Zum ersten Mal, seit sie hier
saß, trat ein Leuchten in Sonjas Augen. „Ja, Nicolas und Tilman. Sie sind Haukes
ganzer Stolz.“
„Und deiner auch“, lächelte
Maarten.
„Ja, meiner auch“, lächelte sie
zurück und deutete dann auf die gelbe Mappe. „Ich danke dir, dass du das für
Hauke tust, Maarten.“
„Ich wünschte, ich könnte noch
viel mehr tun“, gab er leise zurück.
11
Ein wenig Angst sich zu blamieren
hatte er ja schon. Maarten stand am Straßenrand und legte die Hand zur Abschattung
über die Augen. Es musste schon deutlich über zwanzig Jahre her sein, dass er
zum letzten Mal im beschaulichen Örtchen Canhusen gewesen war. Damals, da ging
er noch zur Grundschule, hatte er seinen Freund Micha auf einem
Kindergeburtstag kennen gelernt. Micha, der später an einer Lungenembolie
gestorben war, wohnte in Loppersum. Maarten war oft mit dem Fahrrad zu ihm
gefahren und dann weiter mit ihm nach Canhusen, das nur wenige Kilometer entfernt
war. Hier wiederum hatte Tomke gewohnt, Michas Kusine. Zunächst hatte Maarten
nicht verstehen können, warum sich Micha öfter mit Mädchen abgab, als er unbedingt
musste. Seine Schwestern nämlich, Wiebke und Swaantje, empfand der damals als
reine Zumutung und ging ihnen aus dem Weg, wo er nur konnte. Aber dann hatte er
ganz schnell verstanden, was Micha an Tomke so faszinierte. An ihr war ein
Junge verloren gegangen, das war klar.
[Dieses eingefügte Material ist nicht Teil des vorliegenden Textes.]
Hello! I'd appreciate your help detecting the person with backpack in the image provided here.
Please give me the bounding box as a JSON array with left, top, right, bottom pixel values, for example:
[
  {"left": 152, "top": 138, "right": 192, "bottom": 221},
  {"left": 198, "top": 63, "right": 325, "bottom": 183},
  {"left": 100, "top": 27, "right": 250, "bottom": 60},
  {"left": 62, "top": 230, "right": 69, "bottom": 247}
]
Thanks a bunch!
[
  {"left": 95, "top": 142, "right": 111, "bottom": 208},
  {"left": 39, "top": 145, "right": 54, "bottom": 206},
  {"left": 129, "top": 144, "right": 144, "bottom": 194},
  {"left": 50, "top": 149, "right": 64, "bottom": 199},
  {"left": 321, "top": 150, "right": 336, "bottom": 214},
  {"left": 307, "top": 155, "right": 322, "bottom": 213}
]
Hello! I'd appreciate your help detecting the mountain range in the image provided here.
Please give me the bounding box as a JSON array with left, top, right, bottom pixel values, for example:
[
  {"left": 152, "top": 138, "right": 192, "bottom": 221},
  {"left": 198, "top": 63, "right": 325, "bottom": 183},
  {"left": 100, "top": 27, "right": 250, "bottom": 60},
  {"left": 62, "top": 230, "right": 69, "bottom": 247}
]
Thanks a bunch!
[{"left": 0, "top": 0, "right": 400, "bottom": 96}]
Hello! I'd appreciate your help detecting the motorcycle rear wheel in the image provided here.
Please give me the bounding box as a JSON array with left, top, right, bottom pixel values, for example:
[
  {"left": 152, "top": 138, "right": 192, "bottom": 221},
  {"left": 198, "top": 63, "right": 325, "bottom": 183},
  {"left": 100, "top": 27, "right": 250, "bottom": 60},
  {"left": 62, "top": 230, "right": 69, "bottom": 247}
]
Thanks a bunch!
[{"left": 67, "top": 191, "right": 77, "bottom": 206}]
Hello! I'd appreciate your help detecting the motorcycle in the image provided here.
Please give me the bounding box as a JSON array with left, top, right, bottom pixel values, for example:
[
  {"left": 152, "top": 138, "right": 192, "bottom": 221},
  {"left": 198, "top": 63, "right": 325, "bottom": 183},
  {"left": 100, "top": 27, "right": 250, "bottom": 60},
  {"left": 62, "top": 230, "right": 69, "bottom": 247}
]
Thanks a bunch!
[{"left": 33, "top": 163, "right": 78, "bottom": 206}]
Was womöglich daran lag, dass sie mit
vier Brüdern aufwuchs. Jedenfalls war sie für jeden Unfug zu haben gewesen und
hatte sich bei Mutproben immer mehr getraut, als alle Jungen in ihrem Umfeld.
Maarten war immer ein wenig in sie verliebt gewesen, auch wenn er es nie zugegeben
hätte. Aber er hatte immer gedacht, dass er später, wenn überhaupt, nur eine
Frau wie Tomke heiraten würde. Und auf gar keinen Fall eine, die immer nur
Vater, Mutter, Kind mit ihren Puppen spielte, wie es seine Schwestern tagaus,
tagein taten.
Die Erinnerung an Tomke trieb
Maarten ein Lächeln aufs Gesicht. „Na, du scheinst dich ja mächtig zu freuen,
dass du heute mal mit uns kommen kannst“, sagte da eine dunkle Stimme in seine
Gedanken hinein. Maarten drehte sich um und sah in die Augen von Harry, dem Polizisten.
Der hatte ihn am Abend zuvor spontan angerufen und gefragt, ob er nicht Lust
habe, mal wieder mit zum Boßeln zu gehen. Er, Harry, habe sich an der
Einfallstraße nach Canhusen mit ein paar Freunden verabredet, einfach nur so,
aus Spaß.
Eigentlich hatte Maarten
vorgehabt, gleich am frühen Nachmittag zu Hauke ins Krankenhaus zu fahren, aber
da kam es auf zwei, drei Stunden ja nicht an. Das würde er dann eben gegen
Abend tun. „Ja, ist schon lange her, dass ich zum letzten Mal geboßelt habe.